Estimate the functional impact of deletions (in Kb) using the alpha genome

Hi,
I am working with a ~1400 bp deletion identified from ONT long-read sequencing (hg38). I want to evaluate its functional impact on local genomic features such as regulatory elements and gene activity.

Given that score_variant is designed for single variants, would it be appropriate to model this deletion as a single contiguous structural variant by defining the full reference span and corresponding deleted sequence as alternate_bases?

Alternatively, would you recommend generating a custom sequence with the deletion applied and using predict_sequence() followed by manual comparison with the reference predictions?

How reliable are these approaches for capturing the functional consequences of deletions of this size?

Hi There!

Thanks for reaching out.

The main difference here is if you want to predict biological activity or run a comparative analysis to measure the impact of a variant - both will work natively with your deletion.

You can define a genome.Variant with the 1400 bp deletion in alternate_bases and input into score_variant. Please note that while score_variant only considers a single genome.Variant, genome.Variant can be composed of multiple mutations/SNPs/indels. Or you can construct a custom sequence with the deletion removed and predict using predict_sequence().

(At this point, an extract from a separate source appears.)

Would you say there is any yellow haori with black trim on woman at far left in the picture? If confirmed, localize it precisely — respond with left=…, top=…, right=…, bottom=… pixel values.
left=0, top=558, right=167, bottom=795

AlphaGenome fully supports analyzing indels; insertions, deletions, and inversions of random lengths between 1 and 20 base pairs were used during distillation. There is no limit on the size of SV/indels that can be analyzed, however as your 1400 bp deletion exceeds this training distribution, the model’s predictions may be less reliable.

Kind regards,
Tumi

Hi Tumi,

Thank you for your answer re. estimating the functional impact of large deletions (in Kb) using AlphaGenome.

I am also interested in applying AlphaGenome to predict effects of a very large deletion (100 Kb) on gene expression of nearby genes. I’ve tried the function score_variant and got conflicting results for RNAseq with different cell lines. I understand that the model’s prediction may be less reliable due to the size of the deletion, however I’m curious to know whether different RNAseq quality may affect the prediction or not. For example, in the supplementary method, you mentioned “normalized RNA-seq tracks from ENCODE and GTEx were grouped by their ontology CURIE and assay type… Within each group, the normalized signals were averaged across all included experiments or individuals”.

Could this create some bias, for example if a cell lines (such as fibroblasts) are present with multiple high quality experiments, the prediction for this cell line will be more accurate than the ones with limited data in GTEX/ENCODE?